As the Auditor General observed, a big part of the problem in managing the health care system is that the Local Health Care Integration Networks are only responsible for half of the money spent on health care in Ontario. They do not control or fund the primary caregivers—the family doctors, whose decisions create the demands on the system. It is the family doctor or specialist who orders an MRI or CT scan or who requests an admission to hospital. The LHINs are in the position of paying the hospitals and home care providers but have no control over the demand side of the business– at least not until now. Health Minister Hoskins, himself a doctor, has issued a discussion paper that would bring about some sweeping changes, including:

* As mentioned, shutting down the Community Care Access Centres and transferring home care management to the Local Health Integration Centres.

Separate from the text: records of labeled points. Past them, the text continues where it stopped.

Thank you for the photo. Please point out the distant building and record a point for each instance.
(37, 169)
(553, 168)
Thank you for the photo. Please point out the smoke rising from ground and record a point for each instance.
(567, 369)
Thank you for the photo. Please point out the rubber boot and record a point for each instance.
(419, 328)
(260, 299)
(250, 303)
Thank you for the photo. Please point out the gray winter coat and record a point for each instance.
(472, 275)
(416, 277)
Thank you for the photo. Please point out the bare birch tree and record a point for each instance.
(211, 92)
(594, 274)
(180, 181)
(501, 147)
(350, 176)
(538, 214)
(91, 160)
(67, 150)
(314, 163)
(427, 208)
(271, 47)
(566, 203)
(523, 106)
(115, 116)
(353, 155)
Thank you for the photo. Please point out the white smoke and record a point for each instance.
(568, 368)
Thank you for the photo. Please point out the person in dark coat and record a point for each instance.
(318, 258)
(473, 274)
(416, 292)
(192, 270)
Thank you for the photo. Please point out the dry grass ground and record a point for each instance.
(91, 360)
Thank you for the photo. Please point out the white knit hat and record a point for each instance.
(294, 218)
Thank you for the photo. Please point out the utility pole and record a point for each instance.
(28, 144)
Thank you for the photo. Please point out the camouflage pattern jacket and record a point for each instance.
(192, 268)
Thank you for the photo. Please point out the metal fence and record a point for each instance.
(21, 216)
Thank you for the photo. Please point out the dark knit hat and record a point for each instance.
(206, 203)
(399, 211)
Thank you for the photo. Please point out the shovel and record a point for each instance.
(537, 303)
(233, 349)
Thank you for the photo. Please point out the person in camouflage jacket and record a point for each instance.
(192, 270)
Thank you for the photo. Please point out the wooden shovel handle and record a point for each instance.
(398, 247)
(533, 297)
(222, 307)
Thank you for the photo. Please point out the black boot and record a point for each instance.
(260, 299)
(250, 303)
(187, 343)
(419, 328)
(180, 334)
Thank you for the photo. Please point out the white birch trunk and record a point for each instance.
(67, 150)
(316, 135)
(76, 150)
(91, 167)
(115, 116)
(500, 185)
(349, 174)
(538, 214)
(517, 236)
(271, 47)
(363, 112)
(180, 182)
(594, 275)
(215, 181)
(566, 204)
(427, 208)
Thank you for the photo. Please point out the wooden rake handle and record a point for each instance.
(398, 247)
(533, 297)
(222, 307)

* Giving the LHINs more ability to coordinate health care with family doctors and specialists. Making sure patients who most need special services like dieticians, mental health workers and physiotherapy receive it.

* Making Public Health and population health a more integrated part of the picture.

There are challenges with these proposals. First, again as pointed out by the Auditor General, the LHINs have not been particularly effective in managing the system. The report noted that in many instances when hospitals and other providers failed to live up to various performance measurement targets –length of wait times, hospital readmissions, etc., that often the LHINs would lower the targets to make them more attainable. The Hoskins discussion paper acknowledges that the LHINs will need to be beefed up in order to exercise more control of the system, but still apparently believes that the regional approach the LHINs offer is the best way to manage the system. When the government established LHINs, it touted the fact that decisions would be closer to the communities served. But critics at the time said it was also a way to divert complaints and blame away from Queens Park.

The 800-pund gorilla will be how the doctors, represented by the Ontario Medical Association respond to the proposed changes. So far the response has been cautiously positive—the OMA saying it welcomes

an opportunity to sit down with the ministry to look at ways of improving the system. But the OMA is also currently embroiled in a contract dispute with the ministry over money, noting “system transformation necessitates a long-term, stable funding mechanism.” The OMA has been without a collective agreement with the Ministry since 2014 and accuses the government of making unilateral changes to the system affecting doctors during the ensuing months. The OMA is reportedly not happy that the Hoskins paper was produced with minimal input from the doctors.